Icelanders voted on Saturday in an election that pits environmentalists against big industry backers, a contest experts believe may reshape the island nation's ruling coalition and potentially its economic future.
"It will be very close - neck and neck," said political science professor Olafur Hardarson at the University of Iceland. Initial results are expected after polls close at 2200 GMT although a final tally is unlikely until early on Sunday.
The election race has been dominated by a single issue - the tempo of big industry development in Iceland, which has a population of just 300,000.
The long-ruling Independence-Progressive Party coalition wants aluminium giants like Alcoa to keep building smelters powered by Iceland's geothermal and hydroelectric resources, a trend that has driven rapid economic growth in recent years.

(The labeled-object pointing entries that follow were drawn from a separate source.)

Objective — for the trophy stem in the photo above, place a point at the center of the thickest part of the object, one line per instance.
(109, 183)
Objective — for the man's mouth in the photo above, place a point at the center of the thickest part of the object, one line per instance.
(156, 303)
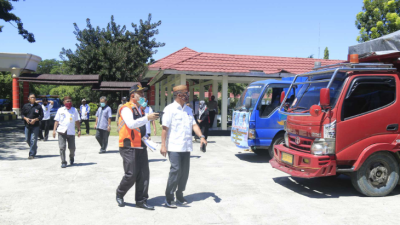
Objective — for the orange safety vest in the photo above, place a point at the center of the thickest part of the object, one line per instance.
(130, 137)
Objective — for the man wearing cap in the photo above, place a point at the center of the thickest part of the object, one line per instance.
(85, 113)
(176, 137)
(132, 127)
(123, 102)
(66, 119)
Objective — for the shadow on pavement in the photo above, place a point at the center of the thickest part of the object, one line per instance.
(253, 158)
(160, 200)
(323, 187)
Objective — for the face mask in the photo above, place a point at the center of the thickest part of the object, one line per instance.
(68, 105)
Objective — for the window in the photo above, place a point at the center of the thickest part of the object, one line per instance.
(368, 94)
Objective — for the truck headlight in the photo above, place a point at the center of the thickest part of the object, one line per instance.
(286, 137)
(323, 146)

Main opposition parties the Left Greens and Social Democrats want development halted until the environmental and economic impact of the latest projects becomes clear.
Prime Minister Geir Haarde, whose Independence Party led with 37 percent in the final opinion poll, expressed confidence after voting in Reykjavik. "I'm very optimistic," he told Reuters. "It's a beautiful day and I have no real reason to be worried or concerned."
Minutes later, equally upbeat Social Democrat leader Ingibjorg Solrun Gisladottir - Haarde's main rival - voted at the same primary school. "These are the most exciting elections in decades," Gisladottir said. "It's important the incumbent government loses today. We need a new, efficient, powerful, preferably left-wing, government in which the Social Democrats would be the central pillar."
This may force compromises on issues like the smelters and public spending in coalition talks expected to spill into next week or beyond if neither side wins a clear majority. "We will work with whichever party will agree with us on the issues that burn the most with us," Haarde said Friday.
He said the Social Democrats were his natural second choice. But experts see a real chance his opponents could gain enough votes to form a majority coalition and push Independence out. "I think the government parties have been losing momentum in the past few days," said Svanur Kristjansson, political science professor at the University of Iceland.